25 de marzo de 1975. 10:00 de la mañana. O sea: hace ahora mismo 30 años. A esa hora, en la Sala de juicios del Tribunal de Orden Público (TOP) entró, convenientemente esposado y flanqueado por dos miembros de la Policía Armada, un joven que había pretendido llamarse Francisco Javier Pérez Borderías y ser natural de Calatayud, provincia de Zaragoza, pero que finalmente pudo establecerse que se trataba de Francisco Javier Ortiz Estévez y ser natural de San Sebastián, provincia de Guipúzcoa.

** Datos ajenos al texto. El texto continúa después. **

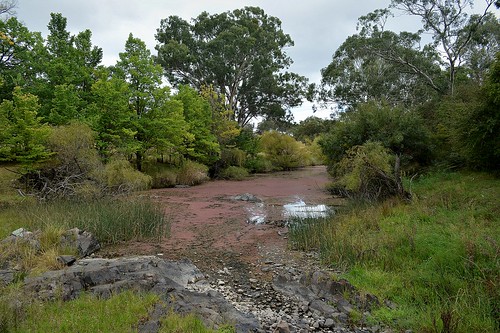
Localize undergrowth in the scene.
[291,173,500,333]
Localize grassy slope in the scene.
[292,173,500,332]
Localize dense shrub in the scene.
[245,155,273,173]
[177,160,209,186]
[332,141,409,200]
[319,102,431,172]
[260,131,305,170]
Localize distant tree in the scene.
[113,34,192,171]
[0,17,44,100]
[156,7,307,127]
[0,88,51,164]
[391,0,495,95]
[174,85,220,165]
[319,9,446,110]
[292,116,332,142]
[30,13,102,119]
[320,102,431,173]
[0,0,17,15]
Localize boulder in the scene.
[24,256,261,332]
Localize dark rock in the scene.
[57,255,76,266]
[24,256,260,332]
[231,193,262,202]
[61,228,101,258]
[0,269,18,286]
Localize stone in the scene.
[231,193,262,203]
[323,318,335,328]
[57,255,76,266]
[274,321,290,333]
[23,256,261,333]
[61,228,101,258]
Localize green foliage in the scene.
[177,160,209,186]
[160,313,235,333]
[174,86,220,165]
[156,7,307,127]
[259,132,304,170]
[6,291,159,333]
[98,160,152,193]
[219,166,249,180]
[332,141,406,200]
[319,102,431,170]
[434,55,500,170]
[0,87,50,164]
[291,173,500,333]
[22,198,169,244]
[245,154,273,173]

Lo habían detenido un año antes en la cumbre de Nuria, no lejos del monasterio del mismo nombre, en el Pirineo catalán, cuando intentaba pasar a Francia clandestinamente. Llevaba en la mochila un paquete cuyo contenido no pudieron establecer los miembros de la Guardia Civil que le dieron el alto porque el joven lo sacó haciendo como que iba a entregárselo y, de súbito, se dio la vuelta y lo arrojó por un precipicio. Fue interrogado sin que se pudiera saber de él mucho más de lo que se leía en el DNI a nombre de Pérez Borderías que exhibió: dijo ser estudiante universitario en Barcelona y encontrarse allí de excursión, por más que su comportamiento en el momento del arresto desmintiera su versión de los hechos. Fuera como fuere, no se salió de esa versión en ningún momento.

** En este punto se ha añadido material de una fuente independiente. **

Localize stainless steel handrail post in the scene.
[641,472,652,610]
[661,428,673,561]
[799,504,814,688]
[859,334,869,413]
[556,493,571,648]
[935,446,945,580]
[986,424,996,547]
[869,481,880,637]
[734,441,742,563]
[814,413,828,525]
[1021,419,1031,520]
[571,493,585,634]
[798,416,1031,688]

Al mes de su estancia en la prisión de Gerona, el verdadero Pérez Borderías supo de su teórico encarcelamiento y se presentó ante un juez para aclarar la situación. Ortiz, informado de ese enojoso contratiempo por su abogado, pidió declarar ante un juez para confesar que se había arrepentido espontáneamente -circunstancia atenuante que podía alegar porque aún no se le había notificado nada de manera oficial- y reconocer su auténtica identidad.

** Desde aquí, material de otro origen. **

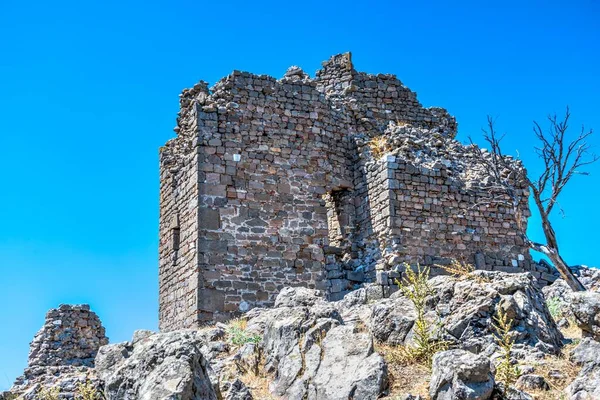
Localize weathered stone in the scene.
[569,290,600,340]
[429,350,494,400]
[96,331,218,400]
[11,304,108,399]
[515,374,550,391]
[565,338,600,400]
[159,53,536,330]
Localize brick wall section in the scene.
[159,83,208,330]
[25,305,108,368]
[160,53,544,330]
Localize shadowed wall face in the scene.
[160,54,528,330]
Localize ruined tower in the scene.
[160,53,531,330]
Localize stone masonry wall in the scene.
[28,305,108,369]
[159,53,530,330]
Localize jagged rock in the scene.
[565,338,600,400]
[11,304,108,399]
[11,366,103,400]
[370,297,417,345]
[429,349,494,400]
[515,374,550,390]
[96,331,218,400]
[569,291,600,340]
[369,271,562,358]
[248,288,387,400]
[495,383,534,400]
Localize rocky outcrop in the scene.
[568,291,600,340]
[566,338,600,400]
[5,271,580,400]
[368,271,562,358]
[429,350,494,400]
[248,288,387,400]
[96,331,218,400]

Aunque nunca admitió tener relación con ninguna actividad subversiva y reiteró una y otra vez que era refugiado político en Francia y que había entrado en España tan sólo para ver a su hija de 5 años de edad porque su alejamiento le desgarraba y que volvía a Francia una vez apaciguada su angustia paterna, el juez del TOP, apoyándose en informes policiales, decidió procesarlo por propaganda ilegal y asociación ilícita en calidad de dirigente -además de por uso de documentación falsa, claro está-, delitos por los que el fiscal reclamó una pena de 15 años de cárcel.

Y en tales circunstancias se presentó en la Sala del TOP el 25 de marzo de 1975 el llamado Javier Ortiz, de 27 años.

Según llegó, el juez, apellidado Mateu de Ros, ordenó a los policías que quitaran al detenido los grilletes y le devolvieran el cinturón y los cordones de los zapatos, que le habían sido retirados conforme a la norma. «Hagan el favor de no tratarlo como a un vulgar delincuente», les dijo (lo que Ortiz, aunque de natural desconfiado, interpretó como un augurio positivo).

Igual sentimiento, aunque algo más confuso, le produjo otro suceso inmediatamente posterior. Su abogado, Miguel Castells, se acercó al estrado del Tribunal para consultar un aspecto del sumario del que dijo no tener constancia. Ojeó durante un par de minutos el legajo y, según regresó a su puesto en la Sala, dirigió al procesado una amplia sonrisa, casi vecina de la risa.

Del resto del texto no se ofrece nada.